The subclavian steal syndrome refers to an occlusion in a subclavian or the right brachiocephalic artery which results in reverse blood flow in the ipsilateral vertebral artery, thereby "stealing" blood from the brain.


Pathophysiology: An occlusion in an artery prior to the origin of a vertebral artery causes a post-stenotic drop in blood pressure. This relative vacuum results in retrograde blood flow from that vertebral artery, causing a reduction of cerebral blood flow. If collateral blood flow is adequate then there may be no reduction in blood pressure and no steal.

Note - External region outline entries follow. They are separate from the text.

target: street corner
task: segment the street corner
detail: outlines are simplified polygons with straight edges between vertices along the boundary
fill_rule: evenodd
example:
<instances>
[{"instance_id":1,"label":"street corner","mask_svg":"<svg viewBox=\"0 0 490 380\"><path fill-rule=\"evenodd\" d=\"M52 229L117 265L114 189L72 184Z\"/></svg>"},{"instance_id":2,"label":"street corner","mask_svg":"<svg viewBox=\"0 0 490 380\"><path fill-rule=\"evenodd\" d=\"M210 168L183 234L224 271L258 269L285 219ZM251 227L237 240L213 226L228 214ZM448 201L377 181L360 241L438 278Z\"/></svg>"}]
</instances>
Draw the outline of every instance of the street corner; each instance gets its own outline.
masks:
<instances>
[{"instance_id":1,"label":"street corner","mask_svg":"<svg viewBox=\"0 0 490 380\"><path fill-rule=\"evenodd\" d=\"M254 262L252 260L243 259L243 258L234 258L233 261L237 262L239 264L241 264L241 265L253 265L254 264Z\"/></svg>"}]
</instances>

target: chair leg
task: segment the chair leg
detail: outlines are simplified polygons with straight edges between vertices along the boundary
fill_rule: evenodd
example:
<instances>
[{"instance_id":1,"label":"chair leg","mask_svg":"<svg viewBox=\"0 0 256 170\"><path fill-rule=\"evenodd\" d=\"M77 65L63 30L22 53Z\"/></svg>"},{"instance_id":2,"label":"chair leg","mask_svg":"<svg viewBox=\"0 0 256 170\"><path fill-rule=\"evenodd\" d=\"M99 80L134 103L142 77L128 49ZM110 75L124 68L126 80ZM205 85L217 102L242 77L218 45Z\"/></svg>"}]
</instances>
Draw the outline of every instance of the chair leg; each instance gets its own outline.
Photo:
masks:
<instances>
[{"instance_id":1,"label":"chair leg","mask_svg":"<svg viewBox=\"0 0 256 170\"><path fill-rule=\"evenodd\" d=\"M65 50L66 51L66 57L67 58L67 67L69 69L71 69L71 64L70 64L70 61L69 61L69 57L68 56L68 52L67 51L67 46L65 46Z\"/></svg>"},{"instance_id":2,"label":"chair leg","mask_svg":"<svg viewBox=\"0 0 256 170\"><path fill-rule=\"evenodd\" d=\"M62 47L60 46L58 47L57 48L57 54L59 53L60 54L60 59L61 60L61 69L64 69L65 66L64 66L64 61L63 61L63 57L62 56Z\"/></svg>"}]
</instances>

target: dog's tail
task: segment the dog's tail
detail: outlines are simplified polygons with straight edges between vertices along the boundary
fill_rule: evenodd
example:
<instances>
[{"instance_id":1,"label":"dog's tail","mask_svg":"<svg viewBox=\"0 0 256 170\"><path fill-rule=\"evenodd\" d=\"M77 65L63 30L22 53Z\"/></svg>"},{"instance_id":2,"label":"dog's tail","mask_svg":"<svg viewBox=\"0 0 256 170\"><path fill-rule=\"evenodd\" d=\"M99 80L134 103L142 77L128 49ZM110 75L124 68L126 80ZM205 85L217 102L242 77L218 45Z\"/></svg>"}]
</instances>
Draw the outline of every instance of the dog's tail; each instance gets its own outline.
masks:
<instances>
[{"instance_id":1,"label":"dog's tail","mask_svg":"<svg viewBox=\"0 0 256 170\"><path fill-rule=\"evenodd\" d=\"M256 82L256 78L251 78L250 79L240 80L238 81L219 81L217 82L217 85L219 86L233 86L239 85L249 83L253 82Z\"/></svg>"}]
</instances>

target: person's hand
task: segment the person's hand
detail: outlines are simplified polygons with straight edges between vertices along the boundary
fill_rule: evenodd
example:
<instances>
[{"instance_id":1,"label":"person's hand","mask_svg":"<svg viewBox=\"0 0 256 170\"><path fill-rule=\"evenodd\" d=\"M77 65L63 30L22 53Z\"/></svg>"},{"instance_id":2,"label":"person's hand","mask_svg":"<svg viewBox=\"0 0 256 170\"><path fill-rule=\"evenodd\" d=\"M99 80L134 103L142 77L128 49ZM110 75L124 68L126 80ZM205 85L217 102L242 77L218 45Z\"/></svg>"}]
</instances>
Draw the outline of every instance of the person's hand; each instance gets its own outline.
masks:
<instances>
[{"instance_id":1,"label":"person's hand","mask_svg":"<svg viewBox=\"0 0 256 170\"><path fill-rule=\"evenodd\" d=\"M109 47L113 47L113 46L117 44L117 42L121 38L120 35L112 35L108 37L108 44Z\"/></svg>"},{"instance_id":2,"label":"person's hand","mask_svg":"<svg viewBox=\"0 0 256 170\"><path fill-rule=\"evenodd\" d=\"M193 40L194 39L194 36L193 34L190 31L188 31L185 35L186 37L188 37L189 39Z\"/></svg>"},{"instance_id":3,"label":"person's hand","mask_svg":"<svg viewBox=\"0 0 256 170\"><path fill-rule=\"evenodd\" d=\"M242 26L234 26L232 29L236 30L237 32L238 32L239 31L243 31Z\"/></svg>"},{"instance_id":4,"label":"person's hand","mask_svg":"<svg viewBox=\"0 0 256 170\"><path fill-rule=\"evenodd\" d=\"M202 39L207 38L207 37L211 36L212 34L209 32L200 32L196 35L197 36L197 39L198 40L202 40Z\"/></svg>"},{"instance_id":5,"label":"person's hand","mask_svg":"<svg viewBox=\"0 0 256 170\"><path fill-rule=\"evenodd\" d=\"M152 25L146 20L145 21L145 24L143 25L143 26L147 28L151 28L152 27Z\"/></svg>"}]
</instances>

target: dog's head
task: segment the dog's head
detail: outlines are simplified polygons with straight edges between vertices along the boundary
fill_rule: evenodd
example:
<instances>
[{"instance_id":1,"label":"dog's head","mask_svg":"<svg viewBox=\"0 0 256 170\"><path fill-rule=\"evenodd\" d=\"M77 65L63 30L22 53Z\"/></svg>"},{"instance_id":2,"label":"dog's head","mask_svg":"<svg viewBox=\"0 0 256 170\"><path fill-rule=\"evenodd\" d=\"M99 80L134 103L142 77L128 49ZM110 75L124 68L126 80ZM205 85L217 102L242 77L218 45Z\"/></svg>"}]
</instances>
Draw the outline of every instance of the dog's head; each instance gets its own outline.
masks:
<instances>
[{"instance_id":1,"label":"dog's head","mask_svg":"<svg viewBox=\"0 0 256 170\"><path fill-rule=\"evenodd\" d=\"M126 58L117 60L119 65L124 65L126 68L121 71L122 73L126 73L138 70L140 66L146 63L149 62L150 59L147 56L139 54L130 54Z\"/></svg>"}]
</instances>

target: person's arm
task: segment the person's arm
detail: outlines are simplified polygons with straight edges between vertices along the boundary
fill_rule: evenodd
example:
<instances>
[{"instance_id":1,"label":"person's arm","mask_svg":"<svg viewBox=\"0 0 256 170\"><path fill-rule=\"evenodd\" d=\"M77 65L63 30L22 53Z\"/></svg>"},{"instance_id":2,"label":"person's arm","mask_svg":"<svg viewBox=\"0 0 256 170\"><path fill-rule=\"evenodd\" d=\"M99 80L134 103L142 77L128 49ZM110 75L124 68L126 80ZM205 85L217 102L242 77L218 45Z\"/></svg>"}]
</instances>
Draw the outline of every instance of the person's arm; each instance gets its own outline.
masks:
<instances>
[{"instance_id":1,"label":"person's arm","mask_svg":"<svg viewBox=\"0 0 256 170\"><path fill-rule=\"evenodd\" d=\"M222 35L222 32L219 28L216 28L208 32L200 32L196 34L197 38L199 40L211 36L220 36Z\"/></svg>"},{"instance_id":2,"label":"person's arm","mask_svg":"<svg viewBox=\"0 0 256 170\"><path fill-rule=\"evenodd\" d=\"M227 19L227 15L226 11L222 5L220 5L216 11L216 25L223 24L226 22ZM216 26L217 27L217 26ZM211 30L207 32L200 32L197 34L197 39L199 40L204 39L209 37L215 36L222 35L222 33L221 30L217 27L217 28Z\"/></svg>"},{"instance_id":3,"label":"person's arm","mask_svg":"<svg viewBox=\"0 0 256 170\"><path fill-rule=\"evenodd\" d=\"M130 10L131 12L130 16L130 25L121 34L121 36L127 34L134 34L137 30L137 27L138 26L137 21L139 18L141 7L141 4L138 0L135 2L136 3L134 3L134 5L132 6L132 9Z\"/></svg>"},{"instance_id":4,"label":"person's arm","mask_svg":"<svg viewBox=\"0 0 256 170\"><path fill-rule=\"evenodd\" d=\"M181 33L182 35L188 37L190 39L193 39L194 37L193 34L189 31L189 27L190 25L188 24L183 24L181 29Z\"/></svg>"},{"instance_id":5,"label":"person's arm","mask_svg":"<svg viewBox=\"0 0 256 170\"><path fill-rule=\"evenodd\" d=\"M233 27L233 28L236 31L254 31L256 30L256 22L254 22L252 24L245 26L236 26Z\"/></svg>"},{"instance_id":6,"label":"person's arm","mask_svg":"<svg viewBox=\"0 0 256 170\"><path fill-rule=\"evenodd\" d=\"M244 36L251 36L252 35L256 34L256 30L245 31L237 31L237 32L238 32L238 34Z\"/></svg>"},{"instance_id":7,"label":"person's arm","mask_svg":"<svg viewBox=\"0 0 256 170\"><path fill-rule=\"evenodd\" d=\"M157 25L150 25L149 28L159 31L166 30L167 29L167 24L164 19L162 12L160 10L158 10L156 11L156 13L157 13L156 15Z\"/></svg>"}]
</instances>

Causes of the subclavian steal syndrome:

(1) atherosclerosis (most common)

(1a) proximal left subclavian artery before the origin of the left vertebral artery

(1b) right subclavian artery between the origins of the right carotid and right vertebral arteries

(1c) proximal right brachiocephalic (innominate) artery before the origin of the right carotid artery

(2) congenital aplasia or atresia in the aortic arch, right brachiocephalic, right subclavian or left subclavian artery (refer to Embryology for Surgeons by Skandalakis JE and Gray SW)

(3) traumatic stenosis

(4) operative (Blalock-Tuassig, Claget, others)

(5) arterial thrombosis


Factors affecting the magnitude of the "steal":

(1) exercise vs rest of the affected arm

(2) presence and severity of occlusion in the vertebral artery

(3) collateral circulation in the intra- and extra-cerebral arteries


Clinical groups:

(1) cerebral symptoms only

(2) arm symptoms only

(3) cerebral and arm symptoms occurring simultaneously

(4) asymptomatic


Clinical findings:

(1) The systolic blood pressure in the upper extremity of the affected side will be lower than that of the opposite side. The gradient is usually >= 20 mm Hg.

(2) The pulse will be reduced or absent in the affected upper extremity.

(3) A bruit may heard over the affected artery.

(4) In some patients symptoms become more pronounced or may be precipitated with exercise or physical work using the arm on the affected side.

(5) Cerebral symptoms are usually transient and may include headache, vertigo, syncope, unconsciousness, sudden disturbance in vision, paralysis in the muscles for half of the face, paresis (hemi- or tetra-), ataxia, dysarthria, aphasia, and/or a hearing disorder.

(6) Arm symptoms include sudden onset in the affected arm of weakness, paresthesias, fatigue, pallor, livid color, pain at rest, pain during activity, or a feeling of coldness.

(7) Symptoms may be progressive and sometimes may be followed by residual findings.